According to marketing software firm HubSpot, a user persona is “a semi-fictionalized representation of your ideal customer based on market research and real data about your existing customers.” Creating a persona helps you better plan content by focusing on the challenges, goals and demographics of your customer base. There are several ways to gather information about your audience, according to ASI Social Media Manager Melissa Newman: You can mine data analytics from Google and other sites, conduct market research either internally or by hiring an outside firm, and analyze what your competition is doing.

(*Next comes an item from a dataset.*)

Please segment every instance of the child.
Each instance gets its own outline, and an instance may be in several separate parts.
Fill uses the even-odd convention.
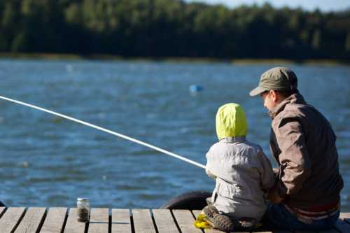
[[[251,228],[266,211],[264,193],[275,183],[269,160],[261,148],[246,139],[243,108],[221,106],[216,114],[218,142],[206,153],[206,172],[216,179],[212,205],[203,209],[207,220],[225,232]],[[236,228],[234,228],[236,227]]]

Creating user personas can be a tedious process, but it’s necessary. “Without this check and balance, the social media strategy and content calendar are driven by the whims and egos of internal stakeholders – and will fall flat,” says Joshua Feinberg, CEO of consulting firm SP Home Run Inc. “There’s so much competing for people’s attention – if you don’t knock it out of the park on relevance, value and playing the long game, your social media is doomed before you even start.”

user persona

Answer these questions to create your user persona:

1. What is your persona’s name? This will help you humanize the persona. It’s also a great way to keep track if you need to make multiple personas based on the market niches you serve.

2. How old is your persona? An age range or generational tag is fine.

3. What level of education does your persona have? Are they high school grads or do they have two-year, four-year or advanced college degrees?

4. What industry do they work in? Having a general idea of what’s going on in their industry – whether it’s a big annual event or an international headline that affects their productivity – is invaluable knowledge.

5. How large is their organization? Is it a small company with a handful of workers, a midsized business or a larger corporation with hundreds – or even thousands – of employees?

6. What are some details about their career? What is their job title, how is their job success measured, who’s their boss, etc.?

7. What are their goals and biggest challenges? When you understand their pain points, you’ll be better positioned to address them with your social media marketing efforts.

8. How do they prefer to communicate with other businesses? Is it a phone call or face-to-face meeting? Or do they prefer an electronic nudge via email, texting or a message on social media?

9. Where do they gather knowledge for their job? Are there certain conferences they attend? Or industry websites they visit?

10. Which social media platforms do they belong to? Figuring this out will help you determine where to invest your resources.